Really paranoid boyfriend, I'm going to university?

Lucy

New member
I'm 20 and I have a 26 year old boyfriend. We've been together around 3 months, but have known each other a little for about 3 years as he lives down the road from me.

I haven't met anyone like him before, he's more special to me than other guys and I do love him. He says the same to me. I have the feeling this relationship could last a very long time as we clicked immediately.

Only problem being, he tends to get very edgy around the subject of exes, which is no big deal to me. Everybody has them, its the past. but when my ex is in the same room, he gets a cold sweat and acts like something is wrong.

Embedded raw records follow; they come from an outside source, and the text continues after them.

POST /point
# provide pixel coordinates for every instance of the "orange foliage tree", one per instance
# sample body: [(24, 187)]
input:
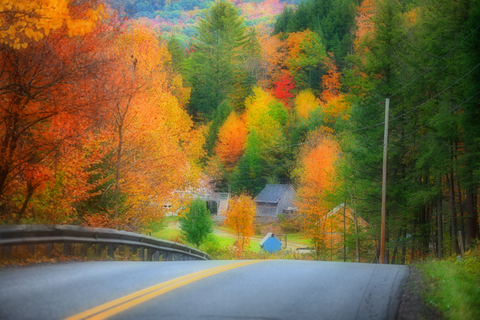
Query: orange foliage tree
[(305, 102), (24, 20), (50, 100), (274, 54), (240, 217), (283, 89), (231, 140), (333, 102), (316, 176), (156, 147)]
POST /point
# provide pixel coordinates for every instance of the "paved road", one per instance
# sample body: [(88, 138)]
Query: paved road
[(276, 289)]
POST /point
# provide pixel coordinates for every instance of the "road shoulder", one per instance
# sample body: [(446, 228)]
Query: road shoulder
[(412, 305)]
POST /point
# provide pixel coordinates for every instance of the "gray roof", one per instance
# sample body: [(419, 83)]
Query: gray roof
[(267, 236), (272, 193)]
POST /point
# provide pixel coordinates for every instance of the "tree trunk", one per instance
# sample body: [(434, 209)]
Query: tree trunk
[(440, 220), (404, 247), (117, 172), (453, 215), (30, 190)]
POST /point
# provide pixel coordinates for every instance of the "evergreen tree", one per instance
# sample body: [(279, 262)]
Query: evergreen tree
[(214, 65), (196, 226)]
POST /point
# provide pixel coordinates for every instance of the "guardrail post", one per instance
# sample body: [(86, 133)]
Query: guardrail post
[(31, 249), (7, 251), (168, 256), (111, 250), (67, 249), (100, 247), (149, 254), (85, 248), (49, 250)]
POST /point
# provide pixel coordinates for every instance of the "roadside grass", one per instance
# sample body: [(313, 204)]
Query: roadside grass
[(298, 238), (452, 286)]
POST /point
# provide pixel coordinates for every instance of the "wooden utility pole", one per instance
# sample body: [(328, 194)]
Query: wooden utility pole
[(344, 234), (384, 184)]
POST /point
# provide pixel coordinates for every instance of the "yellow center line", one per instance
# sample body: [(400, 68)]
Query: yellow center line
[(118, 305)]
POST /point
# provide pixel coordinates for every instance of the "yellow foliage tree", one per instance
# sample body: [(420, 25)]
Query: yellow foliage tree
[(240, 217), (231, 140), (316, 175)]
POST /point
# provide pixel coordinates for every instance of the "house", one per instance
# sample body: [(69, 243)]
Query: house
[(270, 243), (274, 199)]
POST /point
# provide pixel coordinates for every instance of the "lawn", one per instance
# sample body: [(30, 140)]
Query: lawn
[(453, 286)]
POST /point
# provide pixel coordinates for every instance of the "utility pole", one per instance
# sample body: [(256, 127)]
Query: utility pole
[(344, 234), (384, 184)]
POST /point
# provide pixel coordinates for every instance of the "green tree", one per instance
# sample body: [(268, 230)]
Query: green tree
[(218, 66), (196, 226)]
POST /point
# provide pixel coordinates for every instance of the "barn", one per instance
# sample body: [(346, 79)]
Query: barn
[(274, 199), (270, 243)]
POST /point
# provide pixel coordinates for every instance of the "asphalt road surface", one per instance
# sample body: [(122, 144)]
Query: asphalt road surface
[(272, 289)]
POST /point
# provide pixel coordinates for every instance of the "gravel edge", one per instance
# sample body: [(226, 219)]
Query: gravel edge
[(412, 305)]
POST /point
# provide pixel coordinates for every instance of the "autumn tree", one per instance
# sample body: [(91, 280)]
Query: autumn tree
[(196, 225), (316, 176), (240, 217), (306, 52), (150, 129), (215, 69), (231, 140), (283, 89), (265, 119), (53, 79), (27, 21), (305, 103)]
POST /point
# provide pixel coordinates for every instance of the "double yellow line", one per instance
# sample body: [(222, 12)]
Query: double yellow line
[(116, 306)]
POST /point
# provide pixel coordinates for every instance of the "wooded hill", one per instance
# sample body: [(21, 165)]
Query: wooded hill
[(106, 112)]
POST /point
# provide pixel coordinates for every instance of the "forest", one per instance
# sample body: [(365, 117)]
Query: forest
[(110, 107)]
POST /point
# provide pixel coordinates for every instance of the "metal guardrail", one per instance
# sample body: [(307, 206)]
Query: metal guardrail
[(30, 235)]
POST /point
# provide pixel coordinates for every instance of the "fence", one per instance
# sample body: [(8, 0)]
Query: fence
[(30, 235)]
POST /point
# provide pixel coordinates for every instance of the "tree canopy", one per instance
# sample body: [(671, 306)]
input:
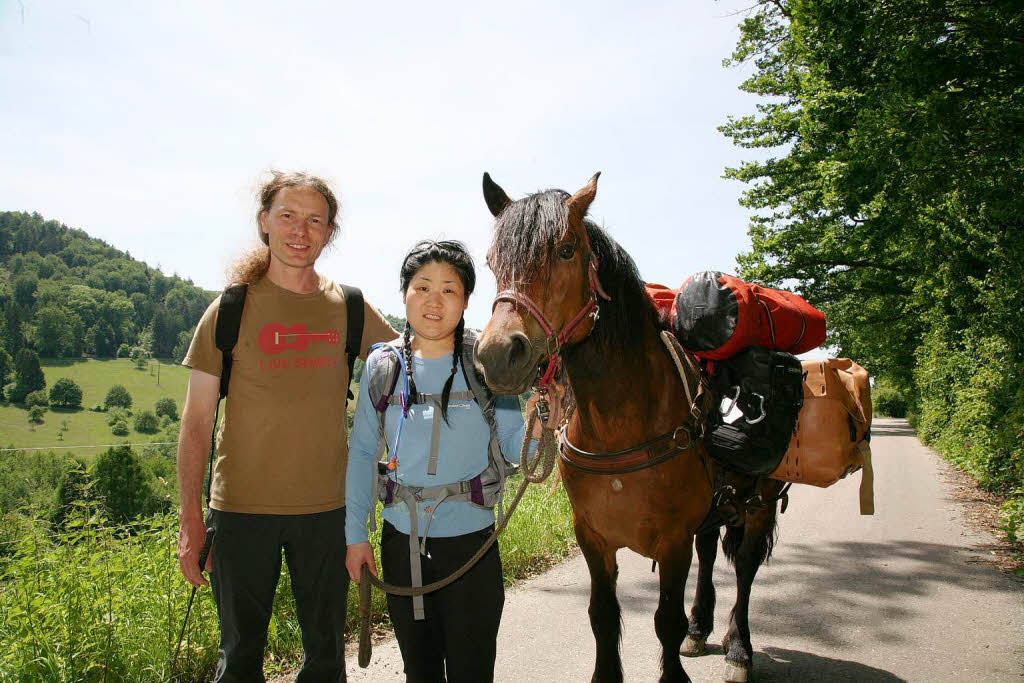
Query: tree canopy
[(888, 191), (65, 294)]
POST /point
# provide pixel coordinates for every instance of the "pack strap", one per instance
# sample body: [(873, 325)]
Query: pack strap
[(353, 329), (228, 321)]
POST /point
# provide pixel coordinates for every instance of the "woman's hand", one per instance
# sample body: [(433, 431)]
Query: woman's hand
[(556, 394), (357, 555)]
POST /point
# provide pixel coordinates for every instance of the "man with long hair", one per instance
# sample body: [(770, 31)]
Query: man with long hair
[(279, 482)]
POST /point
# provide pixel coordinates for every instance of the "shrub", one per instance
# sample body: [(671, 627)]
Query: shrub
[(887, 400), (118, 414), (28, 376), (73, 491), (146, 422), (118, 396), (168, 407), (37, 397), (121, 484), (139, 357), (67, 393)]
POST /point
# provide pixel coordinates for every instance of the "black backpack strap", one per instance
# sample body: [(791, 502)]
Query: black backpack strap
[(232, 299), (353, 328), (228, 321)]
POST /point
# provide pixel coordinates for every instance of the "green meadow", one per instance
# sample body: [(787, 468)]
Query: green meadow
[(85, 426)]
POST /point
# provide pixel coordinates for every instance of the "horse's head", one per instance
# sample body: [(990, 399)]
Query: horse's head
[(547, 271)]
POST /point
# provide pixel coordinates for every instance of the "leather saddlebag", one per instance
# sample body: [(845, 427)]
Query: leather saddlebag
[(834, 429)]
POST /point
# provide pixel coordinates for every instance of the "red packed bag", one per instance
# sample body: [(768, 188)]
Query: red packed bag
[(717, 315)]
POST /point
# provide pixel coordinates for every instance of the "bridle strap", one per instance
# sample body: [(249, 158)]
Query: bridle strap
[(555, 340)]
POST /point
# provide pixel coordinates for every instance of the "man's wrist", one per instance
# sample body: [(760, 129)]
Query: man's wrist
[(190, 513)]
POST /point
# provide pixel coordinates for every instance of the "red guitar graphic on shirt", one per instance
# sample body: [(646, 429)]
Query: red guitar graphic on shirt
[(276, 337)]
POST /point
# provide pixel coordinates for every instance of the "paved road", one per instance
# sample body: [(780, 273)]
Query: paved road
[(904, 595)]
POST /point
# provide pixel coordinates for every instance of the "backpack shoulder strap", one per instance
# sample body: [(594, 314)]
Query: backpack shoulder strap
[(232, 299), (353, 327), (383, 376)]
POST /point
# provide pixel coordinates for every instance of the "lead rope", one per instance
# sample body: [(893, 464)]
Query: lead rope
[(547, 451)]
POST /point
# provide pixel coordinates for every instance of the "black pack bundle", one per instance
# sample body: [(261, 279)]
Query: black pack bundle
[(759, 393)]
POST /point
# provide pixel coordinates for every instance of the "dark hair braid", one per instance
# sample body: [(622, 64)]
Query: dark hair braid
[(455, 254), (407, 351), (456, 355)]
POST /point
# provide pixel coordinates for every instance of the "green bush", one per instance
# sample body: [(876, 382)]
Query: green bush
[(116, 415), (167, 407), (73, 492), (146, 422), (887, 400), (1013, 517), (66, 393), (28, 376), (121, 484), (118, 396), (37, 397)]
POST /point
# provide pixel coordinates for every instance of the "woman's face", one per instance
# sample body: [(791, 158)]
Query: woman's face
[(435, 301)]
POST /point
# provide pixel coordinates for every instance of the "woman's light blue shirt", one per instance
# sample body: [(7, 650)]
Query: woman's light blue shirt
[(462, 452)]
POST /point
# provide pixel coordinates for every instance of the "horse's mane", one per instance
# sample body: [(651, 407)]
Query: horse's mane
[(524, 238)]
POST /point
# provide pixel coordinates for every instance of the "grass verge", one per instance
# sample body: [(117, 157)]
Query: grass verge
[(98, 603)]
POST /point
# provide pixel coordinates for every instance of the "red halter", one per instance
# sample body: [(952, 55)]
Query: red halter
[(556, 340)]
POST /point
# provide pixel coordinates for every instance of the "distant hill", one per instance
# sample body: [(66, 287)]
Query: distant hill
[(65, 294)]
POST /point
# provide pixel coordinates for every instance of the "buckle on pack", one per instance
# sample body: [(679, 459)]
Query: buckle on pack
[(689, 437)]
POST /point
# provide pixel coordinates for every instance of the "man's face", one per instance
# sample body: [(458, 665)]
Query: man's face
[(296, 226)]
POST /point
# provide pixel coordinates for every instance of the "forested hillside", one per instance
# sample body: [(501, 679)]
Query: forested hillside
[(64, 294), (893, 199)]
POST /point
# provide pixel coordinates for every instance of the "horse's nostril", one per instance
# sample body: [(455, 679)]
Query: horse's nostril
[(518, 349)]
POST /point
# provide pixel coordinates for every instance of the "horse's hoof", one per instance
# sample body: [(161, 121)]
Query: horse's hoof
[(693, 646), (736, 672)]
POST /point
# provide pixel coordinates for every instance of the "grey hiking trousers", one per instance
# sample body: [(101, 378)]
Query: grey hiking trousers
[(247, 552)]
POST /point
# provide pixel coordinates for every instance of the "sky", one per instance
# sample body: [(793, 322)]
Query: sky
[(151, 125)]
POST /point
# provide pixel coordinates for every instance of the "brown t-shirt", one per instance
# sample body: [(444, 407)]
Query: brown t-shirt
[(283, 445)]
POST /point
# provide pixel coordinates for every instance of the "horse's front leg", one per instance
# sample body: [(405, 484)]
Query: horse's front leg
[(751, 552), (670, 620), (605, 616), (702, 612)]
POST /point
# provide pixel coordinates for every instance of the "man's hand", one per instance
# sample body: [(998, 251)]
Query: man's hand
[(556, 393), (192, 536), (357, 555)]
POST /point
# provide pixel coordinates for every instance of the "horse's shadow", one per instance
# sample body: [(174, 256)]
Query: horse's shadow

Another thing is that I am moving to Bristol uni in about 3 months, which is 200miles away. He is staying at home for obvious reasons. He's lost a serious relationship to university before, but I am definately not the type to cheat or stray, and he says he knows this. But this morning when we woke up he said, "you'll never cheat on me, will you?" in a very serious tone, and was being very distant. Yet he says he trusts me. I said of course not, and he didnt say much until he realised he'd said the wrong thing and kind of upset me. I do everything for him, and tell him everyday how I feel about him. How can I stop him being so paranoid, other than just telling him I'm not like that?

He is also aware that I will be spending £60 a fortnight on train tickets to go home and visit, and allowing him to come down whenever he can. Hopefully we will be seeing each other every week or two, but I can tell he'll still get paranoid
 
Why not just talk on the phone and email each other on a routine basis? Be sure to mention what you are up to. I am sure that will help him relax.

If you write stuff like
"Today I went to the lectures then went to the library and studied"

versus

"OMG, I am soooo drunk at this house party, wooo there are cute guys everywhere!!" and stay quiet for a week.

I think the better of an idea your boyfriend has of what you are doing away at university, the less of chance he will get paranoid. Thank that former girlfriend of his for making it so bad for you to attend school this time around while you're at it.
 
i couldn't be bothered with all this rubbish ..tell him to get a grip and act like a 26 year old not a 6 year old .... he should be PROUD your off to uni and doing something with your life ..ex partners are past partners ..if he is gonna live in the past all the time tell him to get on a archaeological dig course
 
He doesn't trust you. And it is important for you both to understand that if together you don't resolve his mistrust it will drive you apart. You don't need train tickets and phone calls - there will always be doubt during the periods he is away from you - instead you need a serious conversation.